The etcd cluster that serves Kubernetes on master nodes is backed up every 10 minutes. These backups are pushed to Ceph Rados Gateway (S3).
Restoring the etcd cluster from backup is only meant to be used in a catastrophic scenario, whereby the Kubernetes cluster and master nodes are being rebuilt. This procedure shows how to restore the bare-metal etcd cluster from an Simple Storage Service (S3) snapshot.
The etcd cluster needs to be restored from a backup when the Kubernetes cluster and master nodes are being rebuilt.
The Kubernetes cluster on master nodes is being rebuilt.
Retrieve the S3 credentials for the Etcd-Backup user.
The following command must be run from a storage node.
ncn# radosgw-admin user info --uid Etcd-Backup | jq -r '.keys'
[
{
"user": "Etcd-Backup",
"access_key": "<value>",
"secret_key": "<value>"
}
]
Note the returned access_key
and secret_key
values.
Configure the S3 client credentials.
The first NCN master node in a deployment contains a couple of helper scripts related to backup and restore. Use the values from the previous step to update the credentials.json file in the /opt/cray/platform/utils/s3 directory.
ncn# cd /opt/cray/platform-utils/s3
ncn# vim credentials.json
{
"access_key": "<value>",
"secret_key": "<value>",
"endpoint_url": "http://rgw-vip"
}
Select a snapshot to restore a backup.
The following command lists the available backups. It must be run from the /opt/cray/platform-utils/s3 directory.

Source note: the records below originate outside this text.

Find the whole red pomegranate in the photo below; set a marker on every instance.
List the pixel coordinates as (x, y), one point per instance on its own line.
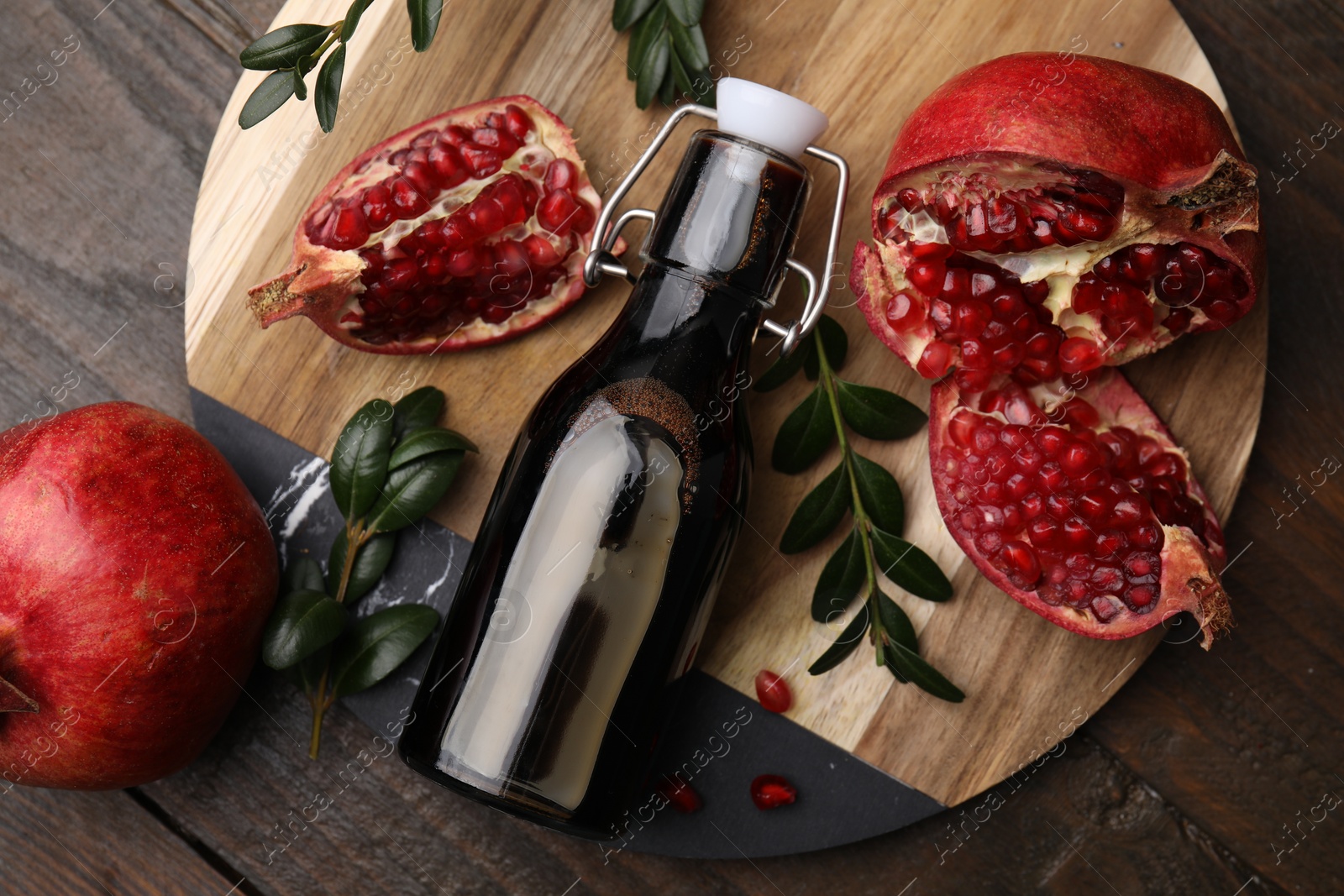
(465, 230)
(1077, 503)
(1045, 215)
(136, 574)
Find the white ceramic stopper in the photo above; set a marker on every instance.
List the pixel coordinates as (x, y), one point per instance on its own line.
(766, 116)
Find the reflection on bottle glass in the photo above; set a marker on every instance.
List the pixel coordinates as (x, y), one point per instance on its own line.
(591, 562)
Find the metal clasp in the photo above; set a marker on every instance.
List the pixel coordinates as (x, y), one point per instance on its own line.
(602, 261)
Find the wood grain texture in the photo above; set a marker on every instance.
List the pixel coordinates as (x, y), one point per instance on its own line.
(1196, 774)
(304, 385)
(50, 848)
(1249, 741)
(1073, 825)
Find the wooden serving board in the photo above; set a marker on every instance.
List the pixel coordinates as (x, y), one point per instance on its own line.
(867, 63)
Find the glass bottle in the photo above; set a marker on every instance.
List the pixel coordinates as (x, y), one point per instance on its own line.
(616, 512)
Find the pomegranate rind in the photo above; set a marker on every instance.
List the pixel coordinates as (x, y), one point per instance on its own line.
(1106, 116)
(322, 280)
(1163, 140)
(1189, 566)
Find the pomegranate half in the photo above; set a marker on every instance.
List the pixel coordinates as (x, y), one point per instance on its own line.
(1046, 214)
(1077, 503)
(136, 574)
(465, 230)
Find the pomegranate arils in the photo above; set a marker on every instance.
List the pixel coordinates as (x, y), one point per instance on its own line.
(679, 794)
(1074, 499)
(429, 278)
(772, 792)
(979, 217)
(447, 234)
(1105, 531)
(773, 692)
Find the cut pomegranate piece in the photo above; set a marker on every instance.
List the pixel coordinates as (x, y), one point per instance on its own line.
(772, 792)
(438, 238)
(679, 794)
(1061, 234)
(773, 692)
(1077, 503)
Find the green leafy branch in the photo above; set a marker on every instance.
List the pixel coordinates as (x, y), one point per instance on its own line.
(291, 53)
(871, 496)
(391, 465)
(667, 54)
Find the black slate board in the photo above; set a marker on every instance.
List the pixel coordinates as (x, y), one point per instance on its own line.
(842, 799)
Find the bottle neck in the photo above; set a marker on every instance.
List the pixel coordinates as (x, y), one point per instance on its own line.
(732, 214)
(712, 264)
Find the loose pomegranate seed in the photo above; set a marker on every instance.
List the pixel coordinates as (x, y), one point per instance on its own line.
(773, 692)
(772, 792)
(680, 794)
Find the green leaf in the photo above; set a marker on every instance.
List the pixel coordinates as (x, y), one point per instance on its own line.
(669, 92)
(877, 412)
(819, 513)
(835, 343)
(687, 13)
(413, 490)
(370, 564)
(302, 624)
(282, 47)
(306, 673)
(804, 436)
(627, 13)
(844, 645)
(909, 665)
(784, 369)
(327, 97)
(302, 574)
(654, 70)
(423, 443)
(353, 15)
(425, 15)
(840, 579)
(269, 96)
(909, 567)
(360, 459)
(690, 46)
(680, 78)
(897, 624)
(643, 38)
(417, 410)
(378, 644)
(880, 495)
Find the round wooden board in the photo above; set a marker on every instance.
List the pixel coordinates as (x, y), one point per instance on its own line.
(867, 63)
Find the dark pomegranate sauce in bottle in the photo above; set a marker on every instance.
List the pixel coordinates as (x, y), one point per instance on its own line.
(615, 516)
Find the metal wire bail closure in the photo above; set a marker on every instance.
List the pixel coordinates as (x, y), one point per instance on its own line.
(602, 261)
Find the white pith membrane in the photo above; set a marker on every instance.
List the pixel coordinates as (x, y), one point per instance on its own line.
(1189, 564)
(528, 161)
(1059, 266)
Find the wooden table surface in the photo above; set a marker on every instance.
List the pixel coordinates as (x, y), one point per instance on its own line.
(1186, 782)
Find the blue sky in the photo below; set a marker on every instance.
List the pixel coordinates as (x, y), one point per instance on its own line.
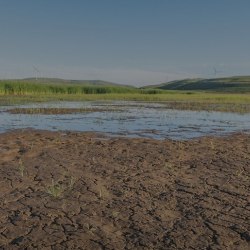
(126, 41)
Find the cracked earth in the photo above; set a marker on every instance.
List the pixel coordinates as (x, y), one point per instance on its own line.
(87, 191)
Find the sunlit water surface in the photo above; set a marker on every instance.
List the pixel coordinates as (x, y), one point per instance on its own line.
(133, 119)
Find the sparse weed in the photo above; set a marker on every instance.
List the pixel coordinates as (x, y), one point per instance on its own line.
(55, 189)
(21, 167)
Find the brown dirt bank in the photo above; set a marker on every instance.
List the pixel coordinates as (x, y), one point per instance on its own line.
(123, 193)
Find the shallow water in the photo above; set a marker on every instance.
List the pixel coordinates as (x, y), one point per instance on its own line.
(133, 119)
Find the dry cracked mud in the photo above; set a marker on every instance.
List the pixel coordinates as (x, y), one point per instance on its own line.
(87, 191)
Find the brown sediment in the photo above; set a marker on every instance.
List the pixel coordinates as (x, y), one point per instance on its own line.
(87, 191)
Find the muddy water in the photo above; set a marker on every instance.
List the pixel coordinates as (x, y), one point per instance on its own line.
(133, 119)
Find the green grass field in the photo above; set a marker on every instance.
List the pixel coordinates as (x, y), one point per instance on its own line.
(17, 92)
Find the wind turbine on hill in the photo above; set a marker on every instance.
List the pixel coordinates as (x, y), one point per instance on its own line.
(36, 71)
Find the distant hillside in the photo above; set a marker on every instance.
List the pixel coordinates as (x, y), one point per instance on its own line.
(228, 84)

ncn# ./list-objects.py --bucket-name etcd-backup
bare-metal/etcd-backup-2020-02-04-18-00-10.tar.gz
bare-metal/etcd-backup-2020-02-04-18-10-06.tar.gz
bare-metal/etcd-backup-2020-02-04-18-20-02.tar.gz
bare-metal/etcd-backup-2020-02-04-18-30-10.tar.gz
bare-metal/etcd-backup-2020-02-04-18-40-06.tar.gz
bare-metal/etcd-backup-2020-02-04-18-50-03.tar.gz
Note the file name for the desired snapshot/backup.
Download the snapshot and copy it to all NCN master nodes.
Retrieve the backup from S3 and uncompress it.
ncn# mkdir /tmp/etcd_restore
ncn# cd /opt/cray/platform-utils/s3
ncn# ./download-file.py --bucket-name etcd-backup \
--key-name bare-metal/etcd-backup-2020-02-04-18-50-03.tar.gz \
--file-name /tmp/etcd_restore/etcd-backup-2020-02-04-18-50-03.tar.gz
ncn# cd /tmp/etcd_restore
ncn# gunzip etcd-backup-2020-02-04-18-50-03.tar.gz
ncn# tar -xvf etcd-backup-2020-02-04-18-50-03.tar
ncn# mv etcd-backup-2020-02-04-18-50-03/etcd-dump.bin /tmp
Push the file to the other NCN master nodes.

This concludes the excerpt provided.